The government’s independent climate and infrastructure advisers have delivered an unprecedented rebuke to Liz Truss for focusing on attempts to increase the UK’s gas production to bring down energy prices instead of policies to reduce demand.
From her first hours in the job, the prime minister has prioritised a series of measures on energy policy to head off the cost of living crisis.
She will unveil a cap on energy price rises – though without extending the windfall tax on producers – freezing the average household energy bill at £2,500 a year.
She has also signalled a push to extract more gas and oil from the North Sea, accelerate the new licensing of North Sea oil and gas fields, and lift the moratorium on fracking, to try to increase gas production.
On Wednesday, the former Conservative environment secretary Lord Deben and Sir John Armitt, who chair the Committee on Climate Change and the National Infrastructure Commission respectively, wrote to Truss warning that ramping up gas production would not solve the problem.
They wrote: “The UK cannot address this crisis solely by increasing its production of natural gas. Greater domestic production of fossil fuels may improve energy security, particularly this winter.
“But our gas reserves – offshore or from shale – are too small to impact meaningfully the prices faced by UK consumers.”
The letter marks the first time the chairs of the independent advisory bodies have written jointly to a prime minister.
They advised Truss, along with the incoming chancellor and business secretary, to focus instead on bringing down energy demand from consumers and businesses.
“Energy security and reducing the UK’s exposure to volatile fossil fuel prices requires strong policies that reduce energy waste across the economy and boost domestic production of cheap and secure low-carbon energy,” they wrote in the letter, seen by the Guardian.
This would necessitate policies such as home insulation, requiring public agencies to improve the energy efficiency of their buildings, setting up an energy advice service for consumers, and increasing renewable energy generation, particularly onshore wind and solar power.
“Renewables are the cheapest form of electricity generation. Onshore wind and solar have the potential to be deployed fastest and thus reduce our reliance on natural gas sooner,” they wrote.
Truss has said little so far on how she would improve home insulation, as the scrapping of the green homes grant last year has left the UK without a nationwide insulation scheme for those on average incomes. She has vowed to remove green levies, potentially including those that pay for insulation for poor and vulnerable households.
During her campaign for the Tory leadership, she also firmly rejected lifting the barriers in the planning system to onshore wind and solar farms.

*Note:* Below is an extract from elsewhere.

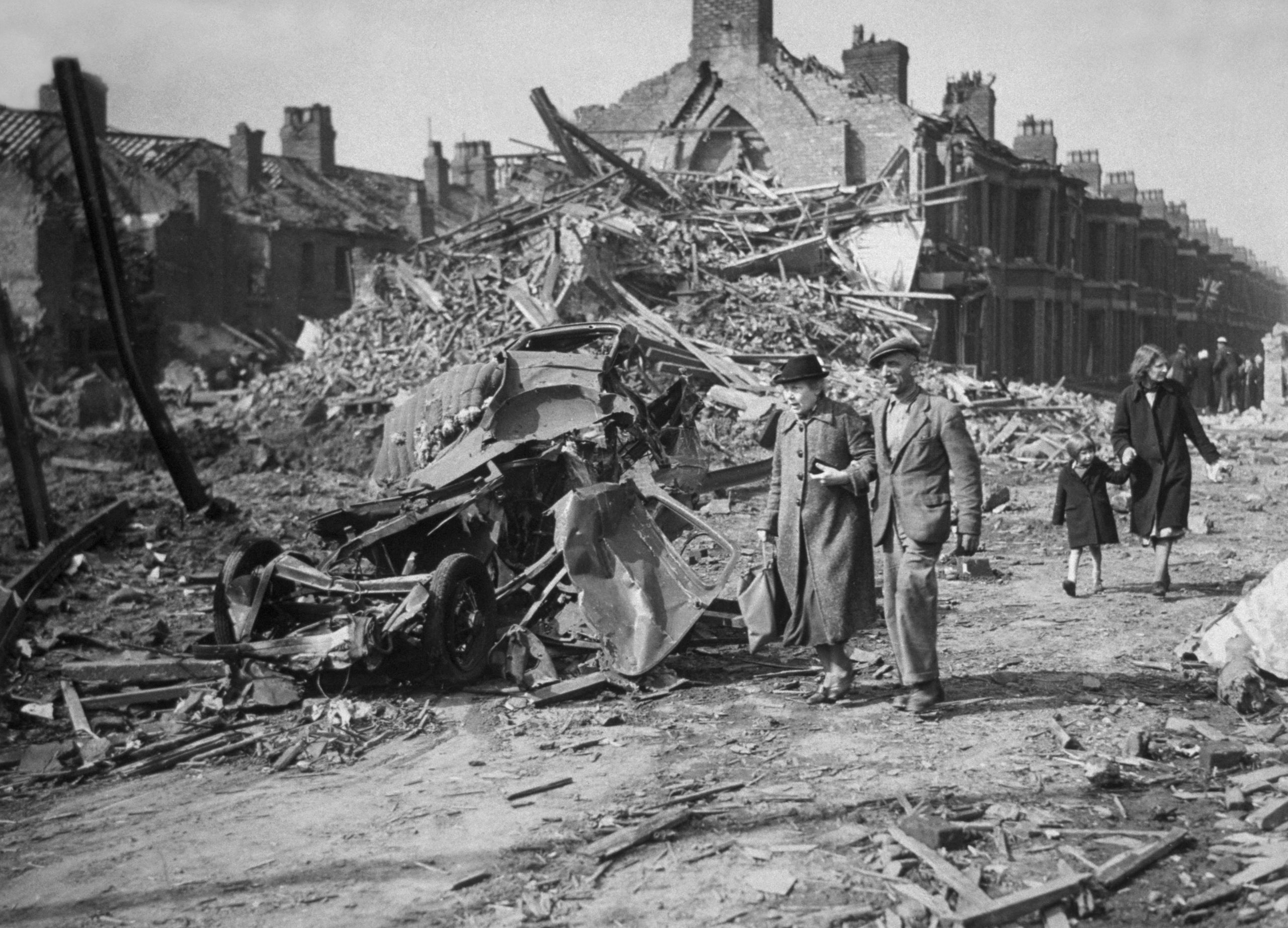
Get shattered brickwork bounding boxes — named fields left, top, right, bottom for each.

At least 15 million homes require energy efficiency improvements, but the most recent year in which a large number of homes were insulated was 2012. Since then, the “stop-start nature of energy-efficiency policy is hampering development of the supply chain,” the letter said.

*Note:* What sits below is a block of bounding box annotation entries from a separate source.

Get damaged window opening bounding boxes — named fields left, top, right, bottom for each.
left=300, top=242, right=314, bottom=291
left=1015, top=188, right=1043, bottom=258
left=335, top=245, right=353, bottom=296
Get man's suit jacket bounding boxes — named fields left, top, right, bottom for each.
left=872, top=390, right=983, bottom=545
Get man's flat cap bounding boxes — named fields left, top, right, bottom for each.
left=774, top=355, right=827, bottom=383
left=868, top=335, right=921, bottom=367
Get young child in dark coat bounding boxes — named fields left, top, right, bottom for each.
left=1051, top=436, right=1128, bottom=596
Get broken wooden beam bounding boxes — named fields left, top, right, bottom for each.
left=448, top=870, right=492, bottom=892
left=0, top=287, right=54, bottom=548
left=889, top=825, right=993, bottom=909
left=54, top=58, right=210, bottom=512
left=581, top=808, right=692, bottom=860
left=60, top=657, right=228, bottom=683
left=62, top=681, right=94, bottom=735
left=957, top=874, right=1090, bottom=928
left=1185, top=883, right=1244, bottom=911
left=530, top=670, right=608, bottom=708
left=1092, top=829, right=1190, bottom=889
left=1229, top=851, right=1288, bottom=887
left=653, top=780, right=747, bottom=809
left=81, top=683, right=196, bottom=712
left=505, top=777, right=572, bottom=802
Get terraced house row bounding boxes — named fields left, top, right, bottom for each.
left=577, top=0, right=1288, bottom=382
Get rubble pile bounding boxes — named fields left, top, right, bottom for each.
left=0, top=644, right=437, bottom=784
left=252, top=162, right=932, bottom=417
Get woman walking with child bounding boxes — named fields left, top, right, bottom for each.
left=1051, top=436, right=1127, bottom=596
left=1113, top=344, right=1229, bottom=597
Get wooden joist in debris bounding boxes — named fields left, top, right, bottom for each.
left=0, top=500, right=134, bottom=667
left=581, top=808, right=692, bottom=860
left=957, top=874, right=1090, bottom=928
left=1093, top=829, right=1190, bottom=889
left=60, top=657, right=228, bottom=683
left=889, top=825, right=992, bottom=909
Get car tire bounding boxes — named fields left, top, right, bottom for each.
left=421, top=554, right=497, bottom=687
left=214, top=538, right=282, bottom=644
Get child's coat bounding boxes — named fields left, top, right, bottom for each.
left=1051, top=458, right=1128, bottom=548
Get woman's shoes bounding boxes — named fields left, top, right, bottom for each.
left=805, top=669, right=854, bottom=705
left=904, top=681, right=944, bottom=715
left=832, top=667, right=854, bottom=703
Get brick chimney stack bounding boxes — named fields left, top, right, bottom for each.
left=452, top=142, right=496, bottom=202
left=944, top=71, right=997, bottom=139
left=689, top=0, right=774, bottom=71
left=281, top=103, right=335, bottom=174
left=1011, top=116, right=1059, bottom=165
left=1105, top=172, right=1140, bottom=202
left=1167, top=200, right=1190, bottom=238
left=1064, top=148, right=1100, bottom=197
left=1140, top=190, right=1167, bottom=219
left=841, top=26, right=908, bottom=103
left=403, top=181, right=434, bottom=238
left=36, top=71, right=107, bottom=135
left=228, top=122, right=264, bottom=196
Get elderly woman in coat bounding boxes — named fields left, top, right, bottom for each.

The Committee on Climate Change warned earlier this year that increasing the production of gas from the North Sea was unlikely to bring down gas prices and could endanger the UK’s target of reaching net zero emissions by 2050.
Deben and Armitt wrote that up to three-quarters of UK households are threatened by fuel poverty.
“The OBR expects natural gas to remain expensive, at three to four times the average pre-invasion [of Ukraine] price, until 2027. Ninety per cent of the recent increase in the energy price cap is driven by changes in the price of gas. Addressing our dependency on fossil energy offers us the best way out of these crises,” they wrote.
“The best policies for the consumer are those that support lasting energy security and a low-carbon, low-cost energy system. The independent analysis of our respective organisations is that this will deliver a long-term return on investment and set the UK on a path to prosperity.”